MA-NMS can be easily integrated into generic pedestrian detectors based on the ATTB. By mitigating the influence of intra-class occlusion on pedestrian detectors, MA-NMS facilitates more accurate predictions for pedestrian detection in crowded scenes, in turn, having a positive impact on subsequent tasks, such as face recognition [], pedestrian re-identification [], and human interaction [].

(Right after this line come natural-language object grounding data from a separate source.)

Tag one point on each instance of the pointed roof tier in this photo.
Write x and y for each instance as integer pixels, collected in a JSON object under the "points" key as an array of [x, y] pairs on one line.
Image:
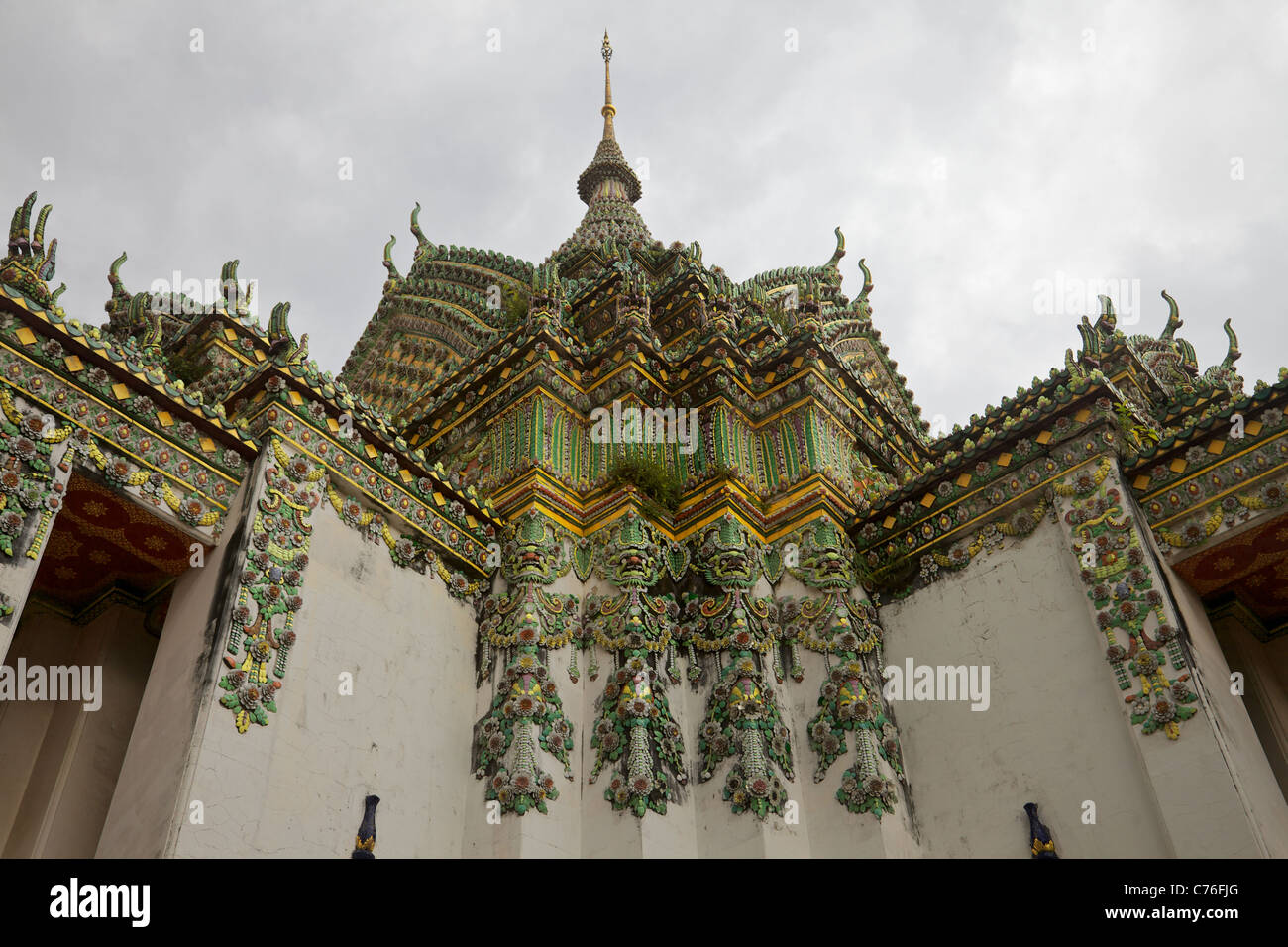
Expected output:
{"points": [[608, 187]]}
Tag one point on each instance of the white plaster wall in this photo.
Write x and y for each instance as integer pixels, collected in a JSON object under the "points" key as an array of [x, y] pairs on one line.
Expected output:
{"points": [[296, 787], [1232, 733], [64, 761], [698, 822], [1056, 732], [146, 802]]}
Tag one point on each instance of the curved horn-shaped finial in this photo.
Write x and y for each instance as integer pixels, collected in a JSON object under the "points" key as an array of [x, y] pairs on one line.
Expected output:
{"points": [[228, 286], [38, 237], [277, 326], [114, 273], [867, 278], [415, 226], [153, 329], [18, 227], [838, 253], [1232, 354], [1108, 320], [47, 268], [389, 261], [1173, 318]]}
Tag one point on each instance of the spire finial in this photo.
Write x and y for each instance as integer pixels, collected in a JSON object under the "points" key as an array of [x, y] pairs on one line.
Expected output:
{"points": [[608, 111]]}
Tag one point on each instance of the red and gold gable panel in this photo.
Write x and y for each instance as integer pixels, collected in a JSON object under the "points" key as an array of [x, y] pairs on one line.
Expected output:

In the future, we will utilize MA-NMS to deal with other problems in pedestrian detection, such as inter-class occlusion and inter-class confusion.

6. Conclusions

With the increasing demand for pedestrian detection in crowded scenes, traditional pedestrian detectors face challenges due to their inability to handle ubiquitous intra-class occlusion, for which NMS struggles to accurately differentiate between the proposals of occluded pedestrians and duplicate proposals. To address the above-mentioned problem, we propose a Multi-Attribute NMS (MA-NMS) that adaptively adjusts suppression based on density and count attributes. MA-NMS strengthens suppression on duplicate proposals while weakening that for potentially occluded pedestrians, thus leading to more accurate predictions in crowded scenes. In addition, an attribute branch (ATTB) is designed to obtain the density and count attributes and simultaneously guides the adjustment of MA-NMS. ATTB uses a context extraction module (CEM) to extract the context of pedestrians, and then, concentrates the context with the feature of pedestrians for accurate attribute detection. Moreover, utilizing the proposed ATTB, a pedestrian detector based on MA-NMS is constructed, which enables more accurate predictions in crowded scenes. Extensive experiments on two challenging benchmarks are conducted, and the results demonstrate the superiority of our method compared to existing approaches, sufficiently validating the effectiveness of our model for pedestrian detection in crowded scenes. In the future, we plan to extend the application of MA-NMS to address inter-class occlusion and inter-class confusion in pedestrian detection. Additionally, a comprehensive evaluation of the sensitivity of the proposed MA-NMS is planned, and the corresponding solution is expected to be proposed in future work. Moreover, we will further attempt to use a lighter object detector to replace the two-stage Faster R-CNN, and design lightweight modules to improve the speed of the proposed MA-NMS algorithm.

Author Contributions

Conceptualization, W.W. and X.L. (Xin Lyu); methodology, W.W. and X.L. (Xin Li); software, W.W.; validation, W.W. and X.L. (Xin Lyu); formal analysis, W.W.; investigation, W.W. and X.L. (Xin Li); resources, W.W., T.Z. and X.L. (Xin Li); data curation, W.W., T.Z., J.C. and S.C.; writing—original draft preparation, W.W.; writing—review and editing, W.W., T.Z. and X.L. (Xin Lyu); visualization, W.W., J.C. and X.L. (Xin Lyu); supervision, X.L. (Xin Lyu) and X.L. (Xin Li); project administration, X.L. (Xin Lyu) and X.L. (Xin Li); funding acquisition, X.L. (Xin Lyu) and X.L. (Xin Li). All authors have read and agreed to the published version of the manuscript.

Funding

This research was funded by the Excellent Post-doctoral Program of Jiangsu Province (Grant No. 2022ZB166), the Fundamental Research Funds for the Central Universities (Grant No. B230201007), the Project of Water Science and Technology of Jiangsu Province (Grant No. 2021080 and 2021063), the National Natural Science Foundation of China (Grant No. 42104033, 42101343, and 82004498), the Joint Fund of the Ministry of Education for Equipment Pre-research (Grant No. 8091B022123), the Research Fund from Science and Technology on Underwater Vehicle Technology Laboratory (Grant No. 2021JCJQ-SYSJJ-LB06905), and the Qinglan Project of Jiangsu Province.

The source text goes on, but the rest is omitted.